Community Reporting & Processing Model

Processing Overview

Community Report Processing Workflow

Each submission passes through this sequence before appearing in the public dataset.

01 Anonymous Submission

02 Format Standardisation

03 De-Duplication & Abuse Filtering

04 Structured Storage & Aggregation

05 System-Wide Propagation

Reports that fail screening at any stage are held or discarded and do not enter the public dataset.

Submission Pipeline

All Reverseau data originates from community submissions. When someone receives a phone call or SMS, they can submit a report describing that experience. We require no registration, name, or email - submissions are entirely anonymous. This model has been in place since the platform launched in 2014, and it's deliberate: requiring identity would suppress legitimate reports from people targeted by threatening or harassing callers.

Reverseau does not independently verify the factual accuracy of individual submissions. The dataset reflects aggregated community-reported experiences, not confirmed facts about individual callers.

Each submission captures structured fields:

Phone number - the number being reported, normalised to Australian 10-digit format on submission
Caller type - selected from a fixed category set: Scam, Spam, Nuisance, Suspicious, Uncertain, or Legitimate (see Reporting Signal Evaluation)
Contact channel - how the caller reached the reporter (phone call, missed call, SMS, voicemail, MMS)
Written description - a free-text account of the interaction
Additional context - optional fields including tactics used, expected contact, time window, harm outcomes, and legitimacy verification

Anonymous by design. No account, email, or identity is required to submit a report. This removes a significant barrier for people who want to warn others but don't want to be identifiable.

Format Standardisation

Phone numbers are normalised on intake to a consistent 10-digit Australian format. The system strips spaces, dashes, parentheses, and international prefixes - so +61 2 9374 1234, (02) 9374-1234, and 0293741234 all resolve to the same record: 0293741234. This ensures every report for the same number is counted together regardless of how it was entered.

Numbers that cannot be normalised to a valid Australian format are rejected at this stage.

De-Duplication

To prevent a single source from inflating a number's report count, the system checks each incoming submission against recent submissions for the same number.
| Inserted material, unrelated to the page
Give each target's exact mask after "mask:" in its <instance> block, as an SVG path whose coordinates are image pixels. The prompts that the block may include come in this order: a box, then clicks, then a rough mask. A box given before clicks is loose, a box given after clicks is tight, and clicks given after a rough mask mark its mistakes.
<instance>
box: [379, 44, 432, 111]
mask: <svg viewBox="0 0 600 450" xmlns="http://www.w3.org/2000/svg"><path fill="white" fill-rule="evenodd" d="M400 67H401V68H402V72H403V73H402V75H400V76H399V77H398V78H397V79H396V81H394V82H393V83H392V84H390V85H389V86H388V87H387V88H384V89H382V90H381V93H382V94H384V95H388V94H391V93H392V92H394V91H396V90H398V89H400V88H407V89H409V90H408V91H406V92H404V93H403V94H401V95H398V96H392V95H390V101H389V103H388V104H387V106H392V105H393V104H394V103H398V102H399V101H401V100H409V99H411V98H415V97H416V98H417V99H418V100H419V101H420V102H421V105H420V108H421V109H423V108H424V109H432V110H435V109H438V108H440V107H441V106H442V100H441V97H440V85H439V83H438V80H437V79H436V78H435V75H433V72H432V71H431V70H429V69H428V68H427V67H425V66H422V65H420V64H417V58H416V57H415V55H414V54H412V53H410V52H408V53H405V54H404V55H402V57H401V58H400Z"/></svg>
If a submission shares the same origin signals as another submission within the past 72 hours, it is treated as a duplicate and discarded.

De-duplication checks combine submission metadata and content similarity analysis. The goal is to reject repeat submissions from the same source while preserving independent reports from unrelated contributors - even when those reports describe similar experiences.

Why 72 hours? Short enough to stop a coordinated flood of identical reports; long enough that a genuine repeat caller (who calls the same person multiple times in a week) generates only one report per incident, keeping the dataset representative.

Abuse Filtering

Every submission passes through automated pre-screening before entering the dataset. The screening layer checks for:

Spam content and repetitive phrasing patterns
Personal identifying information (names, addresses, government ID numbers)
Profanity, hate speech, and guideline violations
Near-duplicate content not caught by the de-duplication step

Reports that clear automated screening publish promptly. Reports flagged as potentially problematic go to human review. Human moderators have final say - automated assessments are advisory, not binding. Moderation decisions follow the published platform guidelines.

For details on how AI tools assist this screening process, see the AI Transparency Statement.

Storage & Aggregation

Accepted reports are stored as individual records linked to the reported number. The aggregate profile for each number - classification, confidence level, report count - recalculates automatically each time a new report is accepted. Aggregation applies volume, recency, and category-distribution weighting; the full rules are documented in the Reporting Signal Evaluation Framework.

A number's classification can change as the evidence base grows. A number that starts at "Low Activity" with 3 reports can reach "High Risk" once enough independent reports accumulate and consensus tightens.

Allocation data stays separate. Telecommunications carrier and service-type metadata comes from ACMA allocation records, not community reports. It describes what the number was allocated for - not who currently holds or uses it.

AI-Assisted Summaries

Phone detail pages may include a summary paragraph describing reported activity. These summaries are generated from aggregated community report data and public telecommunications records using AI-assisted tools. They do not introduce claims beyond the underlying submissions and allocation data - they synthesise what contributors have already reported.

All AI-assisted summaries carry an explicit disclosure: "AI-assisted analysis based on community reports and public data." Summaries are regenerated periodically and reviewed before publication.

Full details: AI Transparency Statement.

Update Propagation

When a report is accepted, four things happen in sequence:

The report is stored as an individual record
The number's aggregate classification and rating recalculate
The number appears on the recently updated feed
Related aggregation pages (state, service type, prefix) reflect the updated data

Historical records remain in the permanent dataset archive. Recalculation is triggered by each new accepted report - there is no fixed batch update cycle.